Nous voulons, dans les grands domaines de la coopération civile, essayer d'avancer ensemble. Je pense en particulier à des thèmes importants pour la société irakienne, la culture, l'éducation, le sport. Il faut faire en sorte de pouvoir initier des actions communes. Nous aurons l'occasion d'évoquer d'autres aspects possibles de cette coopération, dont vous avez vous-même évoqué les domaines concernant la sécurité. La position de la France, c'est de considérer que tant que la souveraineté de l'Irak n'est pas pleinement satisfaite, tant qu'un véritable gouvernement souverain de l'Irak n'est pas en action, il est prématuré pour nous d'envisager ces différents domaines de coopération.
Q - Concernant les armes de destruction massive, les Etats-Unis considèrent que les traités existants ne sont plus valables. La France est-elle du même avis ou trouve-t-elle naturel de conserver les traités déjà signés et ratifiés ?

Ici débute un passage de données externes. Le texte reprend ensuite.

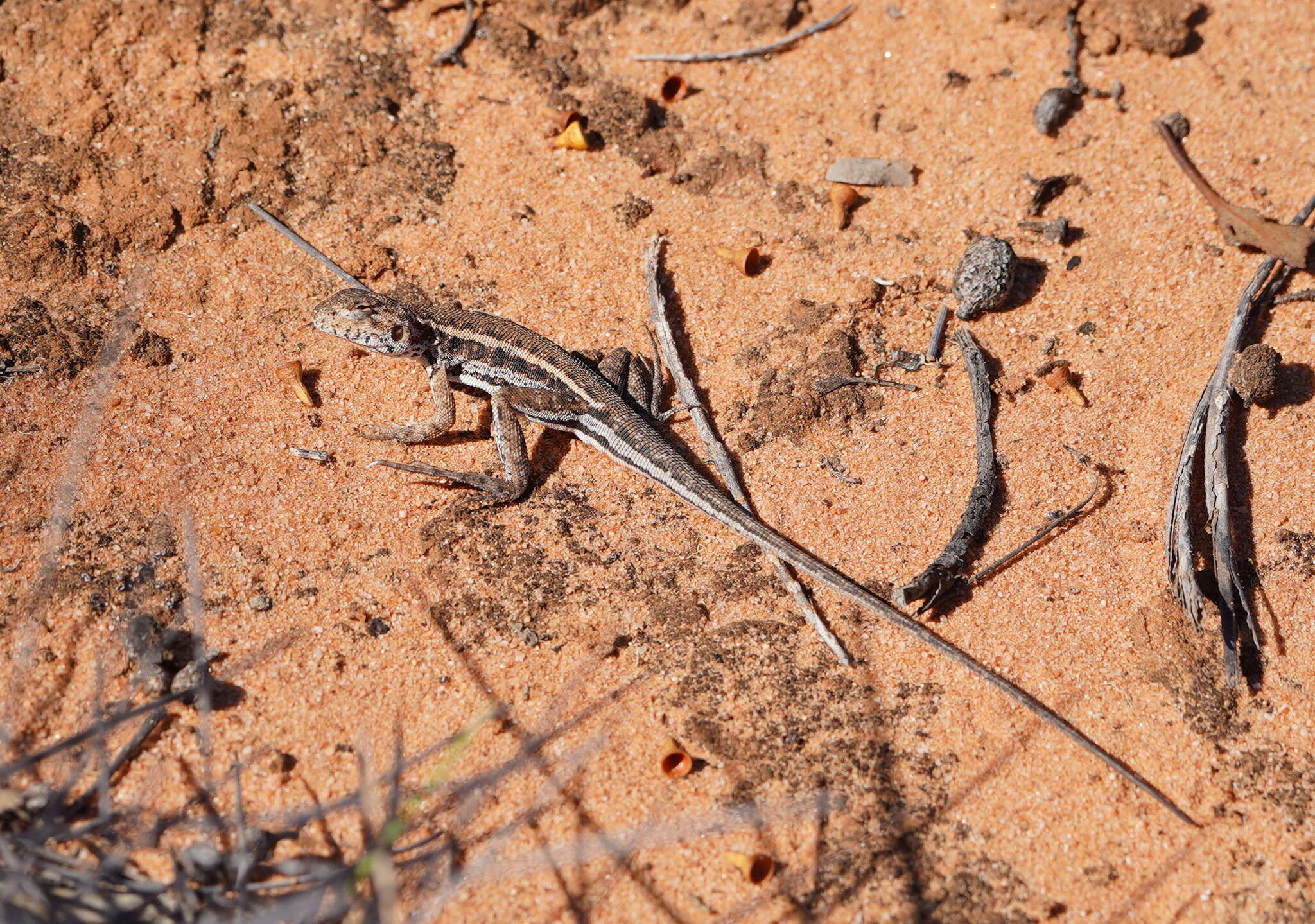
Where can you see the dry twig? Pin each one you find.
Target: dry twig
(454, 54)
(947, 575)
(688, 395)
(696, 57)
(1052, 522)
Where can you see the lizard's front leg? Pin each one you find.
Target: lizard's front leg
(509, 439)
(422, 431)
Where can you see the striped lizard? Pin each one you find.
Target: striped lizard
(611, 405)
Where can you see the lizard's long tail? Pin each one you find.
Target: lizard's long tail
(693, 487)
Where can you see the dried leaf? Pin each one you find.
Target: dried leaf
(1294, 245)
(871, 173)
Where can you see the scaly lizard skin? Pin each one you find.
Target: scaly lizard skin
(612, 408)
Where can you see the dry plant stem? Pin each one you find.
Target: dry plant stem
(1075, 83)
(938, 334)
(1050, 525)
(1180, 157)
(947, 573)
(1305, 295)
(80, 444)
(306, 246)
(688, 395)
(1210, 421)
(696, 57)
(454, 54)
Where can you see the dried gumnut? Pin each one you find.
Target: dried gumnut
(1054, 109)
(984, 276)
(1177, 124)
(1253, 375)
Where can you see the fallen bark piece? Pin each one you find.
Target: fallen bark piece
(1294, 245)
(871, 173)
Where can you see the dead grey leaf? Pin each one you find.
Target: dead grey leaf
(871, 173)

R - Qu'il soit nécessaire d'améliorer, de compléter et d'adapter notre réglementation internationale, c'est l'évidence. Un certain nombre d'initiatives ont été lancées dans ce sens. Je pense au projet de résolution en matière de prolifération, ou à d'autres initiatives politiques qui pourraient déboucher sur certaines évolutions de ces normes internationales, en particulier le projet français proposé par le président de la République Jacques Chirac d'une réunion au sommet du Conseil de sécurité. Il est évident que les questions de prolifération sont au centre des préoccupations de la communauté internationale. Il est évident aussi que les événements récents, je pense à l'évolution de notre action vis-à-vis de l'Iran, de la Libye, de la Corée du Nord, ont contribué à sensibiliser la communauté internationale à ces problèmes. Faisons en sorte que par le dialogue et la concertation nous puissions nous doter des instruments les plus pertinents et les plus efficaces. Je constate que sur ces crises, par exemple la crise iranienne, l'action menée par l'Agence internationale de l'Energie atomique s'avère particulièrement efficace, en liaison avec un certain nombre d'Etats, les plus mobilisés ou les plus concernés, en l'occurrence le Royaume-Uni, l'Allemagne et la France ou dans le cas de la Corée du Nord les six pays directement concernés soit géographiquement, soit par la nature des enjeux, ou encore dans le cas de la Libye, le Royaume-Uni et les Etats-Unis. Tout cela permet de faire avancer les choses. C'est avec pragmatisme que nous pouvons traiter ces questions, avec le souci de valoriser les acquis, ce qui existe et qui parfois peut mériter d'être amendé et adapté. Pour ce qui est encore insuffisant, pour les manques de la législation, il convient de réfléchir aux nouveaux outils indispensables à la communauté internationale pour éviter que la prolifération ne soit un fléau grandissant et menaçant pour nos sociétés.